Improve performance and reduce allocations when parsing RedisResults #33

shaunsales · 2020-09-03T17:22:21Z

Currently when a RedisResult[] is returned from a TS.RANGE or similar query, we enumerate the entire result and allocate it to a new IReadOnlyCollection. This feels unnecessary, and iteration should be left up to the user.

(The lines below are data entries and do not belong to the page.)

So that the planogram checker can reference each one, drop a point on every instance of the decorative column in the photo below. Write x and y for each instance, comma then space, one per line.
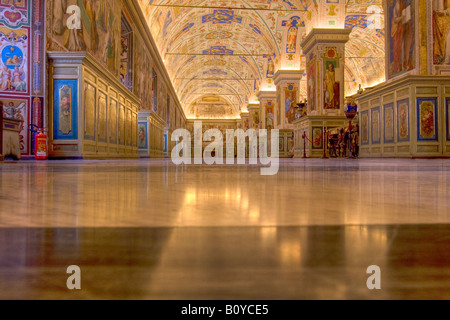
267, 102
325, 65
288, 95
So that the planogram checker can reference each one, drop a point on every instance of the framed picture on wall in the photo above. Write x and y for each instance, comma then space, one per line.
376, 131
65, 109
427, 125
403, 121
364, 127
142, 136
389, 124
317, 138
447, 117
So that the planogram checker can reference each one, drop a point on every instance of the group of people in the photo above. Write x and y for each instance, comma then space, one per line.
344, 143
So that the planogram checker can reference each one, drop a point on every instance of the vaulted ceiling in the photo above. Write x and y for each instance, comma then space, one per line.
225, 51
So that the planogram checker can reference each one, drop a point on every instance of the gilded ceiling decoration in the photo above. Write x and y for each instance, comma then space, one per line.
231, 49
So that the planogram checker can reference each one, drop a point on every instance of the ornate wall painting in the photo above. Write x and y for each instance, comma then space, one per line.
317, 137
376, 123
134, 122
427, 119
389, 136
18, 109
129, 128
166, 143
256, 120
142, 135
112, 128
441, 32
403, 121
292, 34
15, 13
447, 116
311, 85
90, 113
332, 87
270, 120
14, 63
102, 117
126, 54
280, 104
121, 124
65, 109
99, 34
291, 94
290, 144
401, 36
365, 128
281, 144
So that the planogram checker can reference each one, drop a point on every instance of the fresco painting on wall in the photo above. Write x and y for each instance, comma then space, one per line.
317, 138
447, 111
389, 123
376, 136
14, 60
142, 135
365, 127
401, 30
269, 116
65, 115
291, 93
426, 111
17, 109
403, 120
311, 80
100, 29
441, 31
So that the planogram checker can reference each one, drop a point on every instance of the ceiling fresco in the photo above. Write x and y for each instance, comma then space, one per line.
231, 49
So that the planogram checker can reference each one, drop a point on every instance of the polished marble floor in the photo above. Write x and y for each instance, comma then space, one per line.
150, 230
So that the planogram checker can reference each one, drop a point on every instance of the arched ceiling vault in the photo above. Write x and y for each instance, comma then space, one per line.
230, 49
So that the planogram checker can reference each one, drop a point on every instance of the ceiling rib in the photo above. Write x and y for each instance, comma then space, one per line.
226, 8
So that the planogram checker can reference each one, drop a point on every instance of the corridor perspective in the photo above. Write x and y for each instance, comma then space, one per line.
147, 229
103, 104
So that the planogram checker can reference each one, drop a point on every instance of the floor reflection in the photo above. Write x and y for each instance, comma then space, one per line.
227, 263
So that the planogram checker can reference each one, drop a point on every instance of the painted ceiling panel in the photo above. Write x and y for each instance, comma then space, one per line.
228, 50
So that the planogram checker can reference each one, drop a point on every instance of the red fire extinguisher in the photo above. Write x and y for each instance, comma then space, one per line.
40, 144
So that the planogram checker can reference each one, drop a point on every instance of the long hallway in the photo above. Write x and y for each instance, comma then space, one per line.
150, 230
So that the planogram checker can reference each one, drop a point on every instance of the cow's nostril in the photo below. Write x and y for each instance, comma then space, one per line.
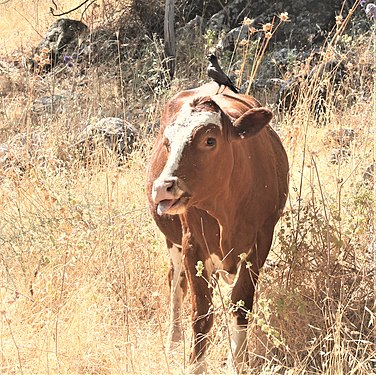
170, 185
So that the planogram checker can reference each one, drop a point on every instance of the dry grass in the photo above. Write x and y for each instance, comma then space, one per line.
83, 267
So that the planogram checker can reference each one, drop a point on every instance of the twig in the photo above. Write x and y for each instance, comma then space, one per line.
71, 10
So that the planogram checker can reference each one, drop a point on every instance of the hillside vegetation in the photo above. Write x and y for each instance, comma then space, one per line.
83, 269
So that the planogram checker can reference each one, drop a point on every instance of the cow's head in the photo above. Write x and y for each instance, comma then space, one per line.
198, 146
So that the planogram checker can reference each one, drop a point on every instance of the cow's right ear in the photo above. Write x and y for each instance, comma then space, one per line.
250, 123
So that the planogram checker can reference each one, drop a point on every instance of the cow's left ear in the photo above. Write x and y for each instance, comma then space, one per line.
250, 123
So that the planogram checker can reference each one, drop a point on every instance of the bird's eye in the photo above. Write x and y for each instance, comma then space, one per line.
211, 142
166, 143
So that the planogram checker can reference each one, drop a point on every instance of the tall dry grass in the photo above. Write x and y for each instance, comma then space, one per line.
83, 267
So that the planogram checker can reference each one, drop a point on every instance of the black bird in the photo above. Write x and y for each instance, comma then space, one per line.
216, 73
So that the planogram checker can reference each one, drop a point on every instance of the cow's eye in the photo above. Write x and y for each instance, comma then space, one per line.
211, 142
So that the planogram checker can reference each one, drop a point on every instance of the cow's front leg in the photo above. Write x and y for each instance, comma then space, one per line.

private static TimeStamp ParseTimeStamp(RedisResult result)
{
	if (result.Type == ResultType.None) return default;
	return new TimeStamp((long)result);
}

private static TimeSeriesTuple ParseTimeSeriesTuple(RedisResult result)
{
	RedisResult[] redisResults = (RedisResult[])result;
	if (redisResults.Length == 0) return null;
	return new TimeSeriesTuple(ParseTimeStamp(redisResults[0]), (double)redisResults[1]);
}

private static IReadOnlyList<TimeSeriesTuple> ParseTimeSeriesTupleArray(RedisResult result)
{
	RedisResult[] redisResults = (RedisResult[])result;
	var list = new List<TimeSeriesTuple>(redisResults.Length);
	if (redisResults.Length == 0) return list;
	Array.ForEach(redisResults, tuple => list.Add(ParseTimeSeriesTuple(tuple)));
	return list;
}

I propose we wrap up the RedisResult into a TsTimeSeriesCollection object, something like;

public class TsTimeSeriesCollection
{
	private RedisResult[] _redisResults;

	public TimeSeriesCollection(RedisResult redisResult)
	{
		_redisResults = (RedisResult[])redisResult;
	}

	public (long TimeStamp, double Value) this[int index] => ((long)((RedisResult[]) _redisResults[index])[0], (double) ((RedisResult[]) _redisResults[index])[1]);

	public int Count => _redisResults.Length;
}

The above will only cast the samples RedisResult when it's accessed, which should help with performance when large sample sets are returned. I haven't extended this to implement IEnumerable<(long,double)> or started optimizing, but the general idea is to create a wrapper around the RedisResult[] and make time series arrays less allocatey and easier to work with.

Since this is a breaking change, it might make sense to do prior to the next release. Feedback welcome!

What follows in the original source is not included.